3. Can you identify components with a common thread due to a
specific failure pattern, such as the one shown in Figure 1?
Many times, the cost of unreliability remains unknown because the causes of unreliability are so many. Whether you want to point the finger at maintenance, production (operations) or engineering, each functional area plays a role in unreliability. Here are a few examples of those losses:
1. Equipment Breakdown (total functional failure)
A. Causes of Equipment Breakdown
1. No Repeatable Effective Repair, Preventive Maintenance,
Lubrication, or Predictive Maintenance Procedure
2. No one following effective procedures
2 Equipment not running to rate (partial functional failure)
A. Causes of Equipment not Running to Rate
1. Operator not having an effective procedure to follow
2. Operator not trained to operate or troubleshoot equipment
3. Management thinking this is the best rate at which the
equipment can operate because of age or condition
3. Off-Quality Product that is identified as “first pass quality”
(could be a partial or total functional failure)
A. Causes of Quality Issues
1. Acceptance by management that “first pass quality” is not
a loss because the product can be recycled
4. Premature Equipment Breakdown
A. Ineffective or no commissioning procedures. We are talking
about maintenance replacement of parts or equipment and
engineering/contractor that fails prematurely because no one
has identified if a defect is present after the equipment has
been installed, repaired, serviced, etc. (See Figures 2 and 3.)

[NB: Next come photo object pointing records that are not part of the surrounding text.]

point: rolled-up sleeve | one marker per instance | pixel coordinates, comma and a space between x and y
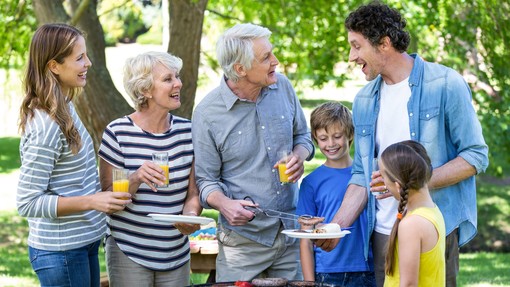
466, 134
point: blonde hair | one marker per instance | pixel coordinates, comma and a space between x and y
328, 115
408, 164
138, 77
41, 87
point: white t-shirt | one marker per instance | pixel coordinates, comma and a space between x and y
392, 127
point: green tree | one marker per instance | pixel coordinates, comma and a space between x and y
310, 40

(If you have ever seen equipment break down or not running to rate immediately after a shutdown, you know what we are talking about.)
The Proactive Workflow Model
Eliminating unreliability is a continuous improvement process much like the Proactive Work Flow Model in Figure 4. The Proactive Workflow Model illustrates the steps required in order to move from a reactive to a proactive maintenance program.
What the Proactive Work Flow Model Really Means to Your Organization
Implementing the Proactive Work Flow Model is the key to eliminating failures. The built-in continuous improvement processes of Job Plan Improvement and the Failure Reporting, Analysis, and Corrective Action System (FRACAS) help ensure that maintainability and reliability are always improving. All of the steps and processes have to be implemented in a well managed and controlled fashion to get full value out of the model.
The foundational elements of Asset Health Assurance are keys because they ensure that all of the organization’s assets are covered by a complete and correct Equipment Maintenance Plan (EM). These are requirements (not options) to ensure that you have a sustainable proactive workflow model.
You cannot have continuous improvement until you have a repeatable, disciplined process.
The objective of the Proactive Work Flow Model is to provide discipline and repeatability to your maintenance process. The inclusion of the FRACAS provides continuous improvement for your maintenance strategies. There are fundamental items you must have in place to insure that you receive the results you expect.
Think of FRACAS this way. As you have failures, you use your CMMS/EAMS failure codes to record the part-defect-cause of each failure. Analyzing part-defect-cause on critical assets helps you begin to make serious improvement in your operation’s reliability. Looking at the FRACAS Model in Figure 5, we begin with Work Order History Analysis, and from this analysis we decide whether we need to apply Root Cause Analysis (RCA), Reliability Centered Maintenance, or Failure Modes and Effect Analysis to eliminate or reduce the failures we discover. From the RCA, we determine maintenance strategy adjustments needed to predict or prevent failures. Even the most thorough analysis doesn’t uncover every failure mode. Performance monitoring after we make the strategy adjustments may find that new failure modes not covered by your strategy occur. You can now make a new failure code to track the new failure mode so additional failures can be tracked and managed when you review work order history. You can see this is a continuous improvement loop which never ends.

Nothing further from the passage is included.